Looking ahead to a summer vacation Louise and I decided to visit Greer – a small town in the White Mountains of Arizona. The Little Colorado River runs through Greer, eventually ending up at the Grand Canyon. There it is just a stream, bordered with a wealth of flowers, many of them new to me.
As we were leaving Greer Louise and I decided to walk the Butler Nature Trail. It is a short walk, just about a mile long. For the first half mile it climbs up to a spring where we were able to fill our water bottles. I noticed on the walk that even though I walked slowly, finding the up-hill slope a bit of a challenge, Louise was walking even more slowly behind me. From time to time I would stop to rest as she caught up with me. When we were at the Spring she made a watershed statement. “This is my last hike. I am almost 87 years old and it is just getting too hard for me.” I admit to being a little stunned, but also pleased to have her make what must have been a difficult decision.

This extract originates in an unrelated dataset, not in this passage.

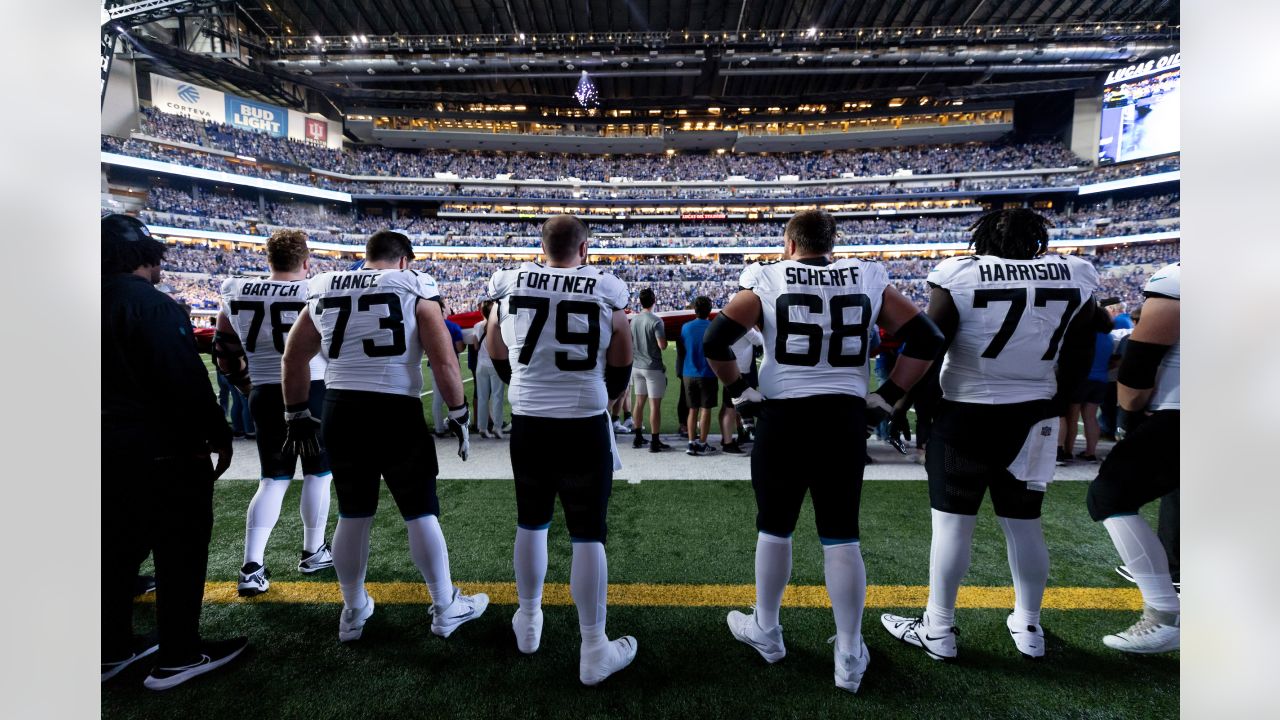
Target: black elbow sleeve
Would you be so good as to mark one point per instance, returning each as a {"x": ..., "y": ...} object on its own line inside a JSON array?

When we moved to Arizona in 1982, we were not hikers. This is something we came to do and love over the many years since then. We have walked hundreds of miles together, enjoying some of the most beautiful scenery in the world. It has been one of the most satisfying and worthwhile forms of exercise we have ever had. For me it has also been a great opportunity to take pictures of scenery for painting watercolors, and of plants for my nature books.
In 2000, Louise and her sister Ann, decided they would like to hike the Grand Canyon rim to rim in one day! I thought it was a daunting challenge and one I was willing to support. Louise and I began training for the big walk, including climbing Mount Wrightson, walking down to Tucson from Mt. Lemmon (about 15 miles), taking long hikes in the Rincon Mountains, and generally doing all we could do to condition ourselves for the big event. Louise bought new boots three months before, to make sure they were well worn in before the big hike.
On October 2, 2001, when Louise was 72 and I had just turned 74, we accomplished the dream. There were 8 people in our party, plus Louise’s brother Jim and sister Fran who provided transportation. Our youngest son, Owen, was also with us. We began the hike at 6 am in the ice at the North Rim of the Grand canyon, and Louise and I were the last to arrived at the South Rim 17 hours later. We had no sore muscles or blisters after that twenty-four mile walk.
In the years since then we have enjoyed many more hikes. But this one-mile hike in Greer was to be the last one. We paused to reflect on this change in our lives, and then continued the walk down hill back to the car. Somewhere along the way Louise called to me – “Look at this!” I turned around and saw her pointing to her left hiking boot, with the sole flapping down like some prehistoric jaw. I reassured her that she could still walk on the boot, since it was ruined anyway. In only about 15 minutes we were back at the car. When she took off her boots she noticed that the right boot was also losing its sole, but this one was peeling off from the back, not the front.
We could not help remarking on the proximity of the two events – the announcement that this was her last hike, and the boots giving out. “They must have heard me” was all she said. They had given her fifteen years of amazing and faithful service. As she put them in the trunk she felt a mixture of relief and sadness. A truly wonderful era in our life was coming to an end. .
Louise will continue to walk in the neighborhood for exercise, and I will continue to hike in the mountains, though I must admit that I am slowing down.